Investito dalla Croce Rossa

Autopsia, slitta il funerale

Tre mesi fa fu travolto mentre attraversava la via Varesina. Giovanni Battista Franchi aveva 85 anni. Suonava nella banda del quartiere

La Procura di Como blocca i funerali di Giovanni Battista Franchi, il clarinetto della banda di Rebbio morto poco meno di tre mesi dall’investimento avvenuto in via Varesina.

Il pensionato di Rebbio era rimasto vittima di un grave incidente stradale, lo scorso mese di Febbraio.

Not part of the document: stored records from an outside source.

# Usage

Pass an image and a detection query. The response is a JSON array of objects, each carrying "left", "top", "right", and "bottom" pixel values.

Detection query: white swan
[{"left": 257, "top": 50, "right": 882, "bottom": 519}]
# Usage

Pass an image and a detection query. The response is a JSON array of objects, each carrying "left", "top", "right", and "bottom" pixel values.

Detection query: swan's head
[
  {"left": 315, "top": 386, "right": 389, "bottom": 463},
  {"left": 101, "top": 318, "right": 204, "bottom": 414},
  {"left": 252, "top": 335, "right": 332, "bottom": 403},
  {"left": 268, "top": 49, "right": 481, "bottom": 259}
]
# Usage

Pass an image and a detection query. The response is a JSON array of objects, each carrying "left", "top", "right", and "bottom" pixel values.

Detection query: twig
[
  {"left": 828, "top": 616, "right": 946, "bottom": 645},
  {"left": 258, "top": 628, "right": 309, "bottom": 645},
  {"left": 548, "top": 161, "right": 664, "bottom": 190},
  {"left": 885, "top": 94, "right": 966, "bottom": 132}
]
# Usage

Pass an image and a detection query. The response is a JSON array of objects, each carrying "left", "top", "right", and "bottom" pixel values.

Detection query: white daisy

Lunedì 18, mentre attraversava la strada sulle strisce pedonali, è stata urtato da un’auto della Croce Rossa del comitato Asso-Triangolo Lariano, in servizio trasporto dialisi.

L’investimento avvenne attorno alle 19. Il signor Franchi stava attraversando la via Varesina, dal lato dove c’è la Ca’ d’Industria verso quello in corrispondenza con la corsia che scende verso Camerlata. Poco prima dell’incrocio con via Della Bastiglia, scendendo da Breccia, l’uomo è stato urtato dalla Fiat Punto della Croce Rossa.

L’investitore non si era probabilmente neppure accorto che il signor Franchi stesse attraversando. E infatti non avrebbe neppure fatto in tempo a frenare, tanto che l’impatto è stato particolarmente violento.

La Procura non era stata avvisata del decesso dell’uomo. La notizia è arrivata a palazzo di giustizia soltanto nella giornata di sabato. Il pubblico ministero di turno ha quindi deciso di sospendere i funerali per decidere (lunedì) se effettuare l’autopsia.